Every liberal does it too, from center right radlibs to far-right “conservatives”: the most extreme right fringe liberals hate the mainstream liberals for not being bigoted enough, the mainstream libs hate the radlibs for not being cruel enough, and the radlibs hate the left for not being chauvinist enough.
Denouncing chauvinism in particular is like a liberal moral event horizon, a cardinal sin against their self-interested belief in the righteousness of the imperial hegemon that keeps the treats flowing at gunpoint.
Those premises are that a talking head or oped told them it was the responsible if unpleasant thing to do. You’re just describing layers of propaganda and contradiction-deflecting defense mechanisms: they know the costs of austerity and hegemony are wrong so they recoil from learning about the details and latch on to prevaricating bullshit from some propagandist to wear it as a shield. They want to believe that their team is good, and censor their consumption of information to stop that from being challenged.

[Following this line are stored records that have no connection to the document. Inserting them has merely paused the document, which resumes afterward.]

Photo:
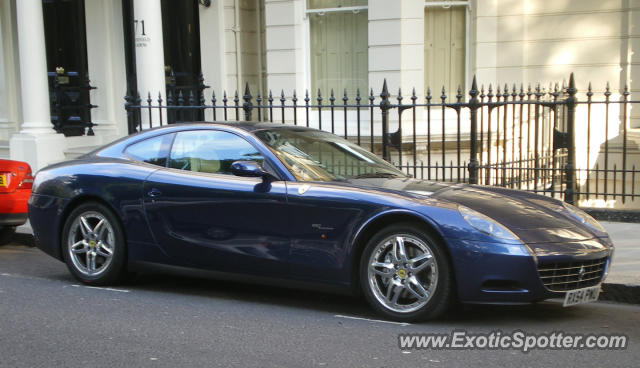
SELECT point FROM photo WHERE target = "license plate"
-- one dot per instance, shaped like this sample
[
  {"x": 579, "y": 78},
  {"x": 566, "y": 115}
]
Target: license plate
[{"x": 580, "y": 296}]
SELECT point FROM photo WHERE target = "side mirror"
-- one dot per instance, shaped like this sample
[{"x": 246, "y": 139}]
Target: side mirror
[{"x": 249, "y": 169}]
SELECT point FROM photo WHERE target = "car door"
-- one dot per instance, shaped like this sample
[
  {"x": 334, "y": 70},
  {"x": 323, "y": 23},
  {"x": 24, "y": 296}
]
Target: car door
[{"x": 204, "y": 216}]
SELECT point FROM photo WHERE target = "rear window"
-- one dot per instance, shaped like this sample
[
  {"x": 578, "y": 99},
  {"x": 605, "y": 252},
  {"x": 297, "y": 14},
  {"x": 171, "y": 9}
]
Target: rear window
[{"x": 153, "y": 150}]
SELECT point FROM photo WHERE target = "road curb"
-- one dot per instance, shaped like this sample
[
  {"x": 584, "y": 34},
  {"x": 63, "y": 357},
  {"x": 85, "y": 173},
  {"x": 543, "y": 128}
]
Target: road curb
[{"x": 621, "y": 293}]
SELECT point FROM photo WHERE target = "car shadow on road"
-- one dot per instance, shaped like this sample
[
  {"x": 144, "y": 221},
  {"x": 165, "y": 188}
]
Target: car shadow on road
[
  {"x": 208, "y": 287},
  {"x": 467, "y": 315}
]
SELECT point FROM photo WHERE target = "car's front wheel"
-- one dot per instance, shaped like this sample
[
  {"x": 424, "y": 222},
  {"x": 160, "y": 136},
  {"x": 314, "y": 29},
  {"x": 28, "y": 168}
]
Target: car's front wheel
[
  {"x": 405, "y": 274},
  {"x": 93, "y": 245}
]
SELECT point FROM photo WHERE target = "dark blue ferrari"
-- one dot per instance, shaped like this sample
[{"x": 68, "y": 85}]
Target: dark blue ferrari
[{"x": 285, "y": 204}]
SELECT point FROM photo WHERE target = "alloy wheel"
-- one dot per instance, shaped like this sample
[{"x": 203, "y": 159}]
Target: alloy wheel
[
  {"x": 402, "y": 273},
  {"x": 91, "y": 243}
]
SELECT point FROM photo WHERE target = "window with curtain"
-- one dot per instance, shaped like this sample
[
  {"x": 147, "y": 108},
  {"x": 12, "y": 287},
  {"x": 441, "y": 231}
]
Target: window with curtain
[
  {"x": 444, "y": 48},
  {"x": 338, "y": 47}
]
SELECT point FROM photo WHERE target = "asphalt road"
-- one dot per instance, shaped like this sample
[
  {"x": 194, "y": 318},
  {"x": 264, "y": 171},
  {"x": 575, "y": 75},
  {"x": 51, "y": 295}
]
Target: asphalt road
[{"x": 48, "y": 320}]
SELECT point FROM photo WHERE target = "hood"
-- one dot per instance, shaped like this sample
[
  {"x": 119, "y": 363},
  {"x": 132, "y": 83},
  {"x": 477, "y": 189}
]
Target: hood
[{"x": 532, "y": 217}]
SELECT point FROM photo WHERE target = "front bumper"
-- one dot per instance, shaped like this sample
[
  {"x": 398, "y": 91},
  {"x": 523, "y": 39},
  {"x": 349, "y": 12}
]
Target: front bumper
[
  {"x": 505, "y": 274},
  {"x": 13, "y": 219},
  {"x": 13, "y": 207}
]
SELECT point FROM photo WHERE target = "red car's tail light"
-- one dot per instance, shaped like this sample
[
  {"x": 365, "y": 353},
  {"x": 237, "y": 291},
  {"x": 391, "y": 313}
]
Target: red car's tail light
[{"x": 26, "y": 182}]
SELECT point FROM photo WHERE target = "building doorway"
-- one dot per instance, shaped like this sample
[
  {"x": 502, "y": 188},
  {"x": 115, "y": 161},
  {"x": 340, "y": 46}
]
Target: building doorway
[
  {"x": 181, "y": 36},
  {"x": 67, "y": 69}
]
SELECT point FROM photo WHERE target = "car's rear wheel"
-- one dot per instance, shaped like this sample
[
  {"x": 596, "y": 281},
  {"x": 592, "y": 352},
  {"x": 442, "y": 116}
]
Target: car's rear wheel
[
  {"x": 6, "y": 233},
  {"x": 93, "y": 245},
  {"x": 405, "y": 274}
]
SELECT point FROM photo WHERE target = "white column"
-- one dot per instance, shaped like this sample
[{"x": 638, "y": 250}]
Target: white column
[
  {"x": 150, "y": 55},
  {"x": 37, "y": 143}
]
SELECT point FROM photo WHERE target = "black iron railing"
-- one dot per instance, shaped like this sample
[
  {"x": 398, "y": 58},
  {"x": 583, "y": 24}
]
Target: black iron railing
[{"x": 514, "y": 137}]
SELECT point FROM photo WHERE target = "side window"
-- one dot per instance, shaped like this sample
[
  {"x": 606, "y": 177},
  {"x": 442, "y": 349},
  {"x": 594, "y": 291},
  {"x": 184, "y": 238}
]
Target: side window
[
  {"x": 153, "y": 150},
  {"x": 210, "y": 151}
]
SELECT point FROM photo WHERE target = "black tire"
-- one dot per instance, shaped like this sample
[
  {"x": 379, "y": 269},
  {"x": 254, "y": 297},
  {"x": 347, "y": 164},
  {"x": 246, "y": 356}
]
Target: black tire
[
  {"x": 6, "y": 233},
  {"x": 112, "y": 272},
  {"x": 440, "y": 298}
]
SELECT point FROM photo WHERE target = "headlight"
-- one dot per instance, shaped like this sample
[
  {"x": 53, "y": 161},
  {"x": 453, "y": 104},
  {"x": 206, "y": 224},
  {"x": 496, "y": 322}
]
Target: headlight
[
  {"x": 584, "y": 217},
  {"x": 485, "y": 224}
]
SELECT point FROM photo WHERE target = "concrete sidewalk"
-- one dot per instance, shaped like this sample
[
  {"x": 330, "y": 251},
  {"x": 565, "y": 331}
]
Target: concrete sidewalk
[{"x": 625, "y": 268}]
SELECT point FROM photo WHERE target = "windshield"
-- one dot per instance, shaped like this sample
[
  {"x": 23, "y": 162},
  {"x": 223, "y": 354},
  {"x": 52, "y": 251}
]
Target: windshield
[{"x": 313, "y": 155}]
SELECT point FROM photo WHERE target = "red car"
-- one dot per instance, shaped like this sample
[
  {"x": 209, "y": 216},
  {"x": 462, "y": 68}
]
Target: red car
[{"x": 16, "y": 180}]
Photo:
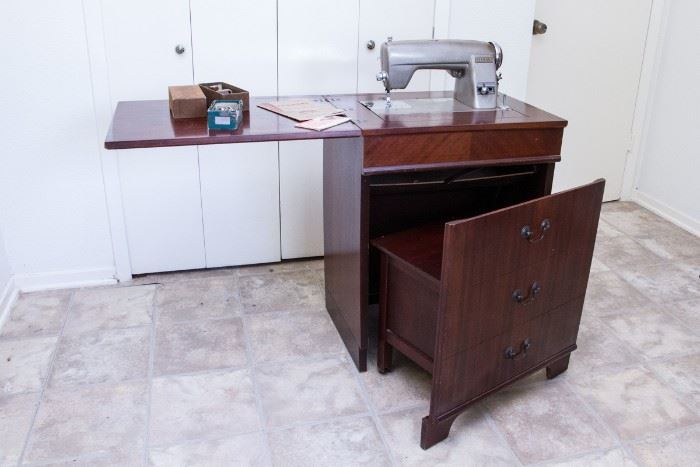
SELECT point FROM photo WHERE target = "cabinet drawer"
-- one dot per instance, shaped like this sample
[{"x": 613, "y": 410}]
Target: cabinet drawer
[
  {"x": 456, "y": 147},
  {"x": 473, "y": 372},
  {"x": 514, "y": 298},
  {"x": 487, "y": 258}
]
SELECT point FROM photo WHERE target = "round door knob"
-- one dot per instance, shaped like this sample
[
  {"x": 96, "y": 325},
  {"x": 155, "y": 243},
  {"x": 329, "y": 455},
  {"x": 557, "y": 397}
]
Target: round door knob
[{"x": 538, "y": 27}]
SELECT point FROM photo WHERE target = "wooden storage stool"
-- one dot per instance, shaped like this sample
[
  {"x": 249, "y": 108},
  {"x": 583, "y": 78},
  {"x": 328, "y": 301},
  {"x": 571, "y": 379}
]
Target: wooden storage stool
[{"x": 482, "y": 302}]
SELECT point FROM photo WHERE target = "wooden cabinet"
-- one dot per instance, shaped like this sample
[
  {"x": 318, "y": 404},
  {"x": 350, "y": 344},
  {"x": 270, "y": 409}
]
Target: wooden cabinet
[
  {"x": 282, "y": 47},
  {"x": 483, "y": 301},
  {"x": 240, "y": 203},
  {"x": 162, "y": 209},
  {"x": 399, "y": 19}
]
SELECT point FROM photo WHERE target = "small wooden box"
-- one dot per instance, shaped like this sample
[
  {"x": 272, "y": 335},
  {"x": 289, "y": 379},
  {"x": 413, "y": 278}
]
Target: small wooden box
[
  {"x": 187, "y": 102},
  {"x": 235, "y": 94}
]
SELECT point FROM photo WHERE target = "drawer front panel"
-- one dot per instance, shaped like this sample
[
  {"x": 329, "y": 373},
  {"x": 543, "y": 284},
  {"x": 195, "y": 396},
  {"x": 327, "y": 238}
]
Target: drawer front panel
[
  {"x": 515, "y": 298},
  {"x": 468, "y": 374},
  {"x": 412, "y": 304},
  {"x": 440, "y": 148},
  {"x": 489, "y": 257},
  {"x": 520, "y": 236}
]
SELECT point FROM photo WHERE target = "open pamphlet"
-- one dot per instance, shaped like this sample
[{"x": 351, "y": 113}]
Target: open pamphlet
[
  {"x": 312, "y": 114},
  {"x": 322, "y": 123}
]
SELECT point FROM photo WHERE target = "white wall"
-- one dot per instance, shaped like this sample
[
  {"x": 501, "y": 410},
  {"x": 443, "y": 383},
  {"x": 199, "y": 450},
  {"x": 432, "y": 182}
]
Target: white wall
[
  {"x": 51, "y": 191},
  {"x": 668, "y": 171},
  {"x": 5, "y": 272}
]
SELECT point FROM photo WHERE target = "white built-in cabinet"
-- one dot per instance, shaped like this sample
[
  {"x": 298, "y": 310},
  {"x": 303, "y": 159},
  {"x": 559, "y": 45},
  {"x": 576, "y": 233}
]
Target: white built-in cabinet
[
  {"x": 162, "y": 208},
  {"x": 319, "y": 60},
  {"x": 240, "y": 203},
  {"x": 221, "y": 205}
]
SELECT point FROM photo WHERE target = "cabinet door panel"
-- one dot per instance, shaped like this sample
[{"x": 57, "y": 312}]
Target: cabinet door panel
[
  {"x": 379, "y": 20},
  {"x": 301, "y": 198},
  {"x": 162, "y": 210},
  {"x": 240, "y": 202},
  {"x": 236, "y": 42},
  {"x": 140, "y": 40},
  {"x": 317, "y": 46}
]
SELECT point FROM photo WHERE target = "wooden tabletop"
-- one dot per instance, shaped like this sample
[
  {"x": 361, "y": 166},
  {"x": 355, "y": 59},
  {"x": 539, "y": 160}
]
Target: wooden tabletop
[
  {"x": 521, "y": 115},
  {"x": 146, "y": 124}
]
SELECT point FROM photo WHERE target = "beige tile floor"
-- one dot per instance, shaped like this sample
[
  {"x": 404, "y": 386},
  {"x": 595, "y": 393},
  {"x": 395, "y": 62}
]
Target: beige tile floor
[{"x": 242, "y": 366}]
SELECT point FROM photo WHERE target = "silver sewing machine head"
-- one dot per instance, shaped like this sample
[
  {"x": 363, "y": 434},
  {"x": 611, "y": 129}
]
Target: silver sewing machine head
[{"x": 474, "y": 64}]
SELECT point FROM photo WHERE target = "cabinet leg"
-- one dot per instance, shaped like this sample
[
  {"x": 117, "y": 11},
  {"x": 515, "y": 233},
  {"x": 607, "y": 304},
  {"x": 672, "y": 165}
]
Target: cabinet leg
[
  {"x": 434, "y": 432},
  {"x": 556, "y": 368},
  {"x": 384, "y": 356},
  {"x": 384, "y": 350}
]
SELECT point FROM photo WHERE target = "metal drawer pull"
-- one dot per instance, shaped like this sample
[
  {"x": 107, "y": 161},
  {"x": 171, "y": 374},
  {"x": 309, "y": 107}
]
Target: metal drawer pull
[
  {"x": 518, "y": 296},
  {"x": 512, "y": 355},
  {"x": 527, "y": 233}
]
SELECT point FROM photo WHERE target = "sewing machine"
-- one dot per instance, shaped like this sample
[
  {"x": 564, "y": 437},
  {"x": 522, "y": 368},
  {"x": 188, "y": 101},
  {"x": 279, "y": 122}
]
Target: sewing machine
[{"x": 473, "y": 64}]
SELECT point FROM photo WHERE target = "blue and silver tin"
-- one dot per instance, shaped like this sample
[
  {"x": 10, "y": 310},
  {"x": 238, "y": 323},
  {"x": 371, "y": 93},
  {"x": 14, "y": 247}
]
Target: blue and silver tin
[{"x": 225, "y": 114}]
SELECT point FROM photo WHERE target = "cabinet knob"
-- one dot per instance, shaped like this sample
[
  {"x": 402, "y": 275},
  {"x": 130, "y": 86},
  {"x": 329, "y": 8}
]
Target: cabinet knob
[{"x": 538, "y": 27}]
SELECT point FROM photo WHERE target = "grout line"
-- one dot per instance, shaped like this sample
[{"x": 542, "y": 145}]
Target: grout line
[
  {"x": 151, "y": 362},
  {"x": 45, "y": 383},
  {"x": 383, "y": 435},
  {"x": 594, "y": 412},
  {"x": 499, "y": 433},
  {"x": 256, "y": 387}
]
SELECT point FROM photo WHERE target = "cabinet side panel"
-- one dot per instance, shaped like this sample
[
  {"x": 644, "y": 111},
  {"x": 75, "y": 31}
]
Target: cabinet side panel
[{"x": 346, "y": 243}]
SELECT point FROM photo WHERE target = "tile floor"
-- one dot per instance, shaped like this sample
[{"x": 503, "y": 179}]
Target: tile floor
[{"x": 242, "y": 366}]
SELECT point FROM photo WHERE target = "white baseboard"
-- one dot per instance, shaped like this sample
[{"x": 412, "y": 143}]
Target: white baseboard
[
  {"x": 64, "y": 279},
  {"x": 8, "y": 296},
  {"x": 667, "y": 212}
]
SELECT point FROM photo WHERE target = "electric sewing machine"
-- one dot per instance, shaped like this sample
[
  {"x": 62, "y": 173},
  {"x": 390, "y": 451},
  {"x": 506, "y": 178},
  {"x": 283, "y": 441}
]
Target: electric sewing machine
[{"x": 473, "y": 64}]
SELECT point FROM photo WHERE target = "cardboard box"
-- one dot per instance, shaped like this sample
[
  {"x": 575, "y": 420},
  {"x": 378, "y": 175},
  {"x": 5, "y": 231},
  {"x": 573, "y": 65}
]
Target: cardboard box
[
  {"x": 235, "y": 94},
  {"x": 187, "y": 102}
]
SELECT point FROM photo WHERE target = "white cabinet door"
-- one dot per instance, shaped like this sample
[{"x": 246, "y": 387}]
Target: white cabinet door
[
  {"x": 400, "y": 19},
  {"x": 301, "y": 198},
  {"x": 162, "y": 209},
  {"x": 317, "y": 55},
  {"x": 240, "y": 202},
  {"x": 236, "y": 42},
  {"x": 140, "y": 42},
  {"x": 317, "y": 46}
]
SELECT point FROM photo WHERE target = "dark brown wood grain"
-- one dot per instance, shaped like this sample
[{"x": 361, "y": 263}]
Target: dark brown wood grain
[
  {"x": 345, "y": 257},
  {"x": 462, "y": 371},
  {"x": 147, "y": 124},
  {"x": 451, "y": 147},
  {"x": 461, "y": 333}
]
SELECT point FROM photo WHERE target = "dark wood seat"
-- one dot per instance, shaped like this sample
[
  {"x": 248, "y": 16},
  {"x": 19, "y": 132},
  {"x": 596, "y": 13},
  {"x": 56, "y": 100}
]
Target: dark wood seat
[{"x": 482, "y": 302}]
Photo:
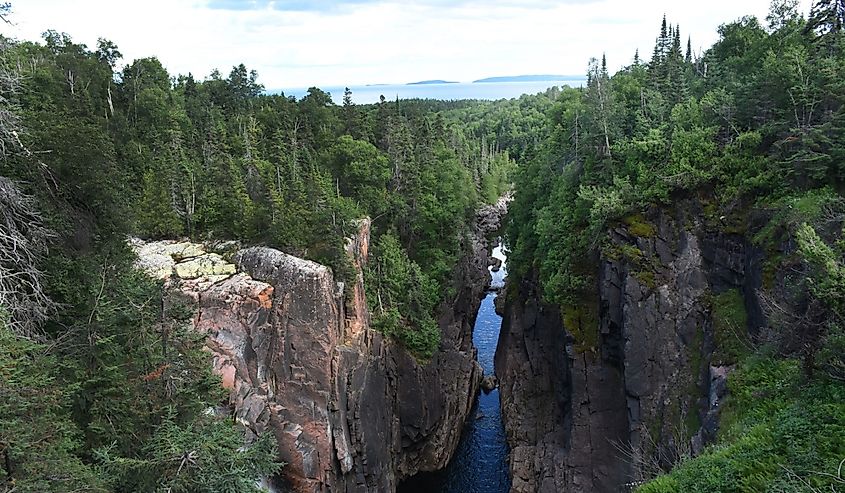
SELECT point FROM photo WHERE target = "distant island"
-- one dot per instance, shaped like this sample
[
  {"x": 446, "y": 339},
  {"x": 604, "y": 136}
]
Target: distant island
[
  {"x": 528, "y": 78},
  {"x": 435, "y": 81}
]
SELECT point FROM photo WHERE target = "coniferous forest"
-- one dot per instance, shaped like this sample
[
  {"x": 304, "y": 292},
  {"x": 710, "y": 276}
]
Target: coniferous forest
[{"x": 104, "y": 390}]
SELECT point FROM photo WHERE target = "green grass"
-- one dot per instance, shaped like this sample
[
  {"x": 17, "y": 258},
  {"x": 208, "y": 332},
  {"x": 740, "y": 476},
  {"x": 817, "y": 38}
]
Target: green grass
[{"x": 779, "y": 433}]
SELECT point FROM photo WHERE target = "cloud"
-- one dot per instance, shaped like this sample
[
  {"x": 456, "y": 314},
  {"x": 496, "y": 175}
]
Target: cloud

Yes the way we form our beliefs and vocabularies is largely contingent on our experiences and sources, be they Thomas Kuhn, Michael Parenti, or Tucker Carlson.
That’s what these look like from the outside, but from the inside they look like, and for all intents and purposes, are, eminently reasonable and defensible justifications for thinking the things they think. In certain meaningful ways, we don’t even live on the same planet as them.
How do they know this? We know this, but I don’t think we can assign this knowledge to them. If we ask them this, their just as likely to say it’s regrettable, but on consideration, morally preferable to the alternatives.